Bedrohung Baum: Steweag-Steg entschärft 300 Kilometer "grüne Gefahrenzone"

3,2 Mio. Euro Investition in die Versorgungssicherheit

Graz (OTS) - Bäume sind die größte und kostenintensivste Herausforderung für das 23.000 Kilometer lange Leitungsnetz. Gefährliche Einsätze in allen Teilen der Steiermark. Hinweise aus der Bevölkerung erbeten. Energie Steiermark sichert mit 8 Partnerfirmen über 50 Arbeitsplätze in der kritischen Wintersaison

Obwohl der heurige Winter einer der schneereichsten der letzten Jahre ist, hatte das Energie Steiermark-Tochterunternehmen Steweag-Steg - im Gegensatz zu anderen Landesenergieversorgern - so gut wie keine Ausfälle in der Stromversorgung als Folge von umstürzenden Bäumen zu verzeichnen.

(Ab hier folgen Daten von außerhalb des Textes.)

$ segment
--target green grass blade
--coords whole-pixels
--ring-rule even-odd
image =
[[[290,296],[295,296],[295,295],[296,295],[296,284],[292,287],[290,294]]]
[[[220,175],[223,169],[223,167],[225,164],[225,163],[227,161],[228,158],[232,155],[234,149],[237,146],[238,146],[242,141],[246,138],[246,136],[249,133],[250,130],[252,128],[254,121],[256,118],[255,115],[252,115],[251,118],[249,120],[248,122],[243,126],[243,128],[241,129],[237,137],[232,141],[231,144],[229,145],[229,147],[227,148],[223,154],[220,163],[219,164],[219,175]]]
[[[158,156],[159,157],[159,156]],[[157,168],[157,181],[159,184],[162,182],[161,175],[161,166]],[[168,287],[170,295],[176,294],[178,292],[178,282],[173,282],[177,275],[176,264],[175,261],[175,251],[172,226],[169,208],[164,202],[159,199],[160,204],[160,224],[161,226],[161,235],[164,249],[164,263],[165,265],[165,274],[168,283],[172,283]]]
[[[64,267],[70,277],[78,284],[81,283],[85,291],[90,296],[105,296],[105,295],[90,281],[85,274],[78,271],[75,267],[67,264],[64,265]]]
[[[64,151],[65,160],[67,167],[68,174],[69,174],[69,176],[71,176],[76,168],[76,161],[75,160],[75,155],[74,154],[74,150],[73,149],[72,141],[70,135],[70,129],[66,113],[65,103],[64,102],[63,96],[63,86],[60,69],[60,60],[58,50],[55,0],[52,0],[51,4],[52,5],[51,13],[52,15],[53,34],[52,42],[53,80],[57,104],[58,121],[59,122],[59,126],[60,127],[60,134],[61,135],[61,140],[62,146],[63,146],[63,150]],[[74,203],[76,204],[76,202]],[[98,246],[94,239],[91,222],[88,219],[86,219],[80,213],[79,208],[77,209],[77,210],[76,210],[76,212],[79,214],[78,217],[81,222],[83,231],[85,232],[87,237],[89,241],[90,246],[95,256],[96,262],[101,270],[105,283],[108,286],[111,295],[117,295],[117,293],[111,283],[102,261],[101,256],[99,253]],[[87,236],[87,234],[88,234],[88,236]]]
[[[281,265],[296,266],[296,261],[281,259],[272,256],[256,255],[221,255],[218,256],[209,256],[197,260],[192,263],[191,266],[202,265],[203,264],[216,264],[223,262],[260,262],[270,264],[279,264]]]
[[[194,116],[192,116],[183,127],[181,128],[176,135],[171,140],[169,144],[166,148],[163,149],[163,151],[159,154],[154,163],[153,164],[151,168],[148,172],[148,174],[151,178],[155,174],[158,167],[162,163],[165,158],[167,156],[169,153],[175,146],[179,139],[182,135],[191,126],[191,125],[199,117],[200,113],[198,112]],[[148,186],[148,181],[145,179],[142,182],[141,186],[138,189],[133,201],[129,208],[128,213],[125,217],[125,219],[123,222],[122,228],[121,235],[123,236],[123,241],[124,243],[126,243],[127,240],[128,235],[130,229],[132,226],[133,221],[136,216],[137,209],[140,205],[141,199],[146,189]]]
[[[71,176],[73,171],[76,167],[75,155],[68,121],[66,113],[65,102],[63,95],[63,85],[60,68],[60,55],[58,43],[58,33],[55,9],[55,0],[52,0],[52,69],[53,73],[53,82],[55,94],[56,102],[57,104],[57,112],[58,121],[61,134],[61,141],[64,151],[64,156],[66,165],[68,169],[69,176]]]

Der Grund dafür sind umfassende Vorbeugungsmaßnahmen: Denn die rund 23.000 Kilometer langen Leitungstrassen werden im Rahmen einer großangelegten Aktion fachgerecht von Bäumen und Ästen befreit.

"Mit einem Aufwand von über 3 Millionen Euro ist die Ausästung der Leitungen die kostenintensivste Einzelposition in der Instandhaltung des steirischen Stromnetzes", so Konzernsprecher Urs Harnik-Lauris.

Vor allem die besondere topografische Lage der Steiermark und die Leitungen im alpinen Gelände mache die entsprechenden Einsätze aufwändig - und gefährlich. Denn die Leitungen können bei diesen Einsätzen nicht immer abgeschalten werden.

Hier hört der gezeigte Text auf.